In one of my favorite passages in Harmonic Experience (p. 104-105), W.A. Mathieu points out that by the time Mozart came around, equal temperament was well enough established that a D# and an Eb could be thought of as the same note. So when Mozart wanted his melody to go back and forth between an Eb and an E, he wrote (spelled) the notes as D# and E, probably to make the music easier to read. In just intonation, D# is an entirely different note, and makes less harmonic sense than Eb.
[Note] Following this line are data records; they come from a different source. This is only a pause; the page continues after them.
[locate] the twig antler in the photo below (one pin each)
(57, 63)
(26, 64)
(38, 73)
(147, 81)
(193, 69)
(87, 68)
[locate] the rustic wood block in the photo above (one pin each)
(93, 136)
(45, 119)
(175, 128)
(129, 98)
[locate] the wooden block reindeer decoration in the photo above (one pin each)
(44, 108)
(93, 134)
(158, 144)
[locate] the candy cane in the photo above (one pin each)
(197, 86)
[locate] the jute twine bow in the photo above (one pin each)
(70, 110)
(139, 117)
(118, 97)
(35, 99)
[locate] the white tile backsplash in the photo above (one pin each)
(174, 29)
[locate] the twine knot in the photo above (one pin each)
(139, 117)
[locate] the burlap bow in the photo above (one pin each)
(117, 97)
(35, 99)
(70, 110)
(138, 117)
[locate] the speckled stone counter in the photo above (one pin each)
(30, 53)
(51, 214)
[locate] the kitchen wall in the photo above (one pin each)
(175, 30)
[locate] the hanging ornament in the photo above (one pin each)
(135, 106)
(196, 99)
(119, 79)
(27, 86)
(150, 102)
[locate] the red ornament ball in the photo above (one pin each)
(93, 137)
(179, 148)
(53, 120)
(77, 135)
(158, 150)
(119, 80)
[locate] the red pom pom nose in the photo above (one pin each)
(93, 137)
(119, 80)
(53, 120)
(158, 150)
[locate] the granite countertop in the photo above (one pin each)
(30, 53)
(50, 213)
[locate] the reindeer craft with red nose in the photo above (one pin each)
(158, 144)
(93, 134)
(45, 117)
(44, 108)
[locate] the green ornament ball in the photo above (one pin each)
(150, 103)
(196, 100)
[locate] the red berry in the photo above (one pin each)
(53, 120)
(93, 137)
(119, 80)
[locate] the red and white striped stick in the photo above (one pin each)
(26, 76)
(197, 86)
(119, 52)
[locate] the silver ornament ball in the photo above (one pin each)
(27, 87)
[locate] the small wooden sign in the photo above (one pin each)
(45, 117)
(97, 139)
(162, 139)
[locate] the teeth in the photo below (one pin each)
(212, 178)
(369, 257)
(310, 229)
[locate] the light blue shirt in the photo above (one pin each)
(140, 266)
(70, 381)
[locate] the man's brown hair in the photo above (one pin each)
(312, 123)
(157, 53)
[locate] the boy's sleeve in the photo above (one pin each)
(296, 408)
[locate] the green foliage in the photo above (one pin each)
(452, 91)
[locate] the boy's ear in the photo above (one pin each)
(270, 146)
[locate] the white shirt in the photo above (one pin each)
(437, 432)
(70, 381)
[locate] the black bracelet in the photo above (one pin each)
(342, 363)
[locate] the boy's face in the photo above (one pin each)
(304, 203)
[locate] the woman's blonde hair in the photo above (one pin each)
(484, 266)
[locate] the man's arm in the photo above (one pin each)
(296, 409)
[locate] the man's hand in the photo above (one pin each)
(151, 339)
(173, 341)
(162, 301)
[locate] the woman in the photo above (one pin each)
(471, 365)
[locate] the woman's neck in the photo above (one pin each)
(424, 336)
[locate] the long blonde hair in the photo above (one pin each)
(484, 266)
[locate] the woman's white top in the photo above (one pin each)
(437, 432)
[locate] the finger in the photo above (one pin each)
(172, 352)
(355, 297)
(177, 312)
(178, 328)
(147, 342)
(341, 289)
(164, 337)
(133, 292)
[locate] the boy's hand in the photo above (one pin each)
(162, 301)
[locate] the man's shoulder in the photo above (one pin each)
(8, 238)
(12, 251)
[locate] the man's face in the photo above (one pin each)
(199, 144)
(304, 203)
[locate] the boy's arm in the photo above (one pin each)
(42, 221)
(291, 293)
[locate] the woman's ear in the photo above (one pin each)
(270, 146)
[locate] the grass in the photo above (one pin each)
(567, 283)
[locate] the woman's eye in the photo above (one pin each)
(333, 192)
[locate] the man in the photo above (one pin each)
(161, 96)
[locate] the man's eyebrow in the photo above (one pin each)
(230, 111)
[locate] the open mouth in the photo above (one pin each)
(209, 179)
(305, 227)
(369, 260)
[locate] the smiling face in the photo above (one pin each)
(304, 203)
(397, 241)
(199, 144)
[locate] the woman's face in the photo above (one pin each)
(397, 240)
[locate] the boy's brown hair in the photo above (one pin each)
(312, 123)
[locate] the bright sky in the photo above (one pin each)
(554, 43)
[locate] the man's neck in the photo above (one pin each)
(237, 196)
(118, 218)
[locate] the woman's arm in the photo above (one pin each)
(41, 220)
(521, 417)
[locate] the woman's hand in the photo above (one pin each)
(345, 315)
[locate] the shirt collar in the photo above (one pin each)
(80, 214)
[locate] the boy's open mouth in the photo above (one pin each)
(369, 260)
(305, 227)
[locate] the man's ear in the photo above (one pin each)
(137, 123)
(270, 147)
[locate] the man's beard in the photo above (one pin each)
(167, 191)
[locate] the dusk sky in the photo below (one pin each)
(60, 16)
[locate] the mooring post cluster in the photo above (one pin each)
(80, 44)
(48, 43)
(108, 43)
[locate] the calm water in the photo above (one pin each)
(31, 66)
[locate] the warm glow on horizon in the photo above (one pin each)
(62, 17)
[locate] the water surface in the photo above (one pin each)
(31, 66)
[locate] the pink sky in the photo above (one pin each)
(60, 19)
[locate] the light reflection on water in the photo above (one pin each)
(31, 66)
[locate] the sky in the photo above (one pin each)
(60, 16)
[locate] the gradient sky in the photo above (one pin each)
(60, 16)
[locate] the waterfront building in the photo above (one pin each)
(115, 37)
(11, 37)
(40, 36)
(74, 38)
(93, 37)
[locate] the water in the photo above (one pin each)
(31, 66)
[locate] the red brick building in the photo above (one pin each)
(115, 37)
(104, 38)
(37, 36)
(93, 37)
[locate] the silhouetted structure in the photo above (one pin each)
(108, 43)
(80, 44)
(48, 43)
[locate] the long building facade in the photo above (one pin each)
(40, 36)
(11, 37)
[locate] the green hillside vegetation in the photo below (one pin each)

I got curious as to how the two spellings would sound and look on the lattice. I also made one in equal temperament. They are quite different, and I think it’s fun to compare them. These are on YouTube with the following descriptions:

 

A passage from Sonata in F, K. 332. This is the spelling suggested by W.A. Mathieu, Harmonic Experience, p. 105. The melody moves between the major and minor third. Listen to the major/minor interplay in just intonation. This is in slow motion — the actual passage goes by in a few seconds.

 

A passage from Sonata in F, K. 332. This is how Mozart spelled it, with a #2 instead of a b3. He likely did this to make it easier to read. This video shows how that spelling would look, and sound, in just intonation, if taken literally. The melody moves by a diatonic semitone (112 cents) rather than by a chromatic semitone (70 cents), and the effect is quite different.

 

A passage from Sonata in F, K. 332, in equal temperament. In ET, the b3 and #2 are both tuned to a compromise pitch, in between the two. I think the ear turns it into a b3 here, but the affect is off, the note is quite flat. The whole passage feels different than it does in either of the JI versions.

How beautiful Mozart’s music is! I have watched the first video, in JI with the major/minor pair, many times. Try following just the orange one a couple of times, then just the yellow one.